The Monthly | Noted | June 2009 | Add a Comment

Andrea Goldsmith's new novel is truly exciting. Like its brilliant protagonists, Reunion is passionate about ideas, dissecting them thoroughly and hungrily. A kind of inner-city intellectual counterpart to Christos Tsiolkas's suburban masterpiece The Slap, it is a novel about how we live now, about the lifestyles and values of present-day Melbourne and, by extension, Australia. By juxtaposing today's city with the very different Melbourne of the late 1970s, Goldsmith illuminates the cultural and physical changes that have taken place in the years between the Whitlam and Howard eras.
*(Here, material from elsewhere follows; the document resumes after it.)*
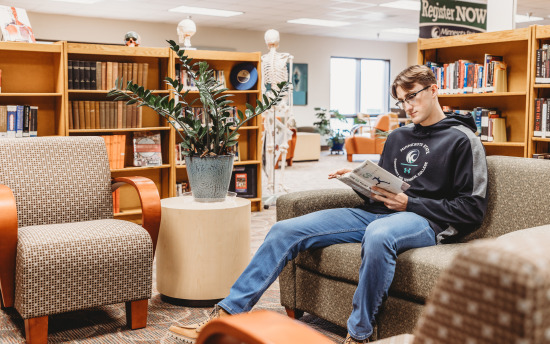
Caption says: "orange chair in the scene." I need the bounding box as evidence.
[344,114,393,161]
[275,128,298,168]
[197,310,334,344]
In particular, she charts the shift in morality and the way that technology is transforming communication and knowledge - and with them, relationships.

Bestselling novelist Ava, world-renowned scientist Helen, acclaimed popular philosopher Connie and underachieving religion expert Jack ("the brightest of them all") attended university together in the '70s, a time of free education and lofty ideals. At Oxford, they met fellow Australian Harry, an eccentric, old-money collector who married Ava, much to the others' disgust. Twenty years later, "homunculus" Harry heads a major new think-tank, NOGA, and he has lured Ava's friends back to Melbourne as the organisation's inaugural fellows. Goldsmith takes the reader deep beneath the skin of these characters, shifting between narrators to show each from a variety of perspectives: how they see themselves, how they project themselves to the world, how others see them. The truth, of course, lies somewhere in between, and half the novel's fun is in puzzling it out.

Reunion explores the passions that drive the old friends and the compromises they consider when threatened with the loss of their driving force. "It is the storms that matter, the storms that test you," observes Helen, struggling to hold onto her ideals and her beloved science. The NOGA fellows are all faced with questions about the corporatisation of knowledge and its associated costs. The friends are devoted to the primacy of ‘the examined life'; yet they deliberately avoid - in their work and relationships - much important knowledge and insight.

 Reunion is dense with ideas that never overpower its characters and plot, but instead drive them with a seemingly instinctual logic.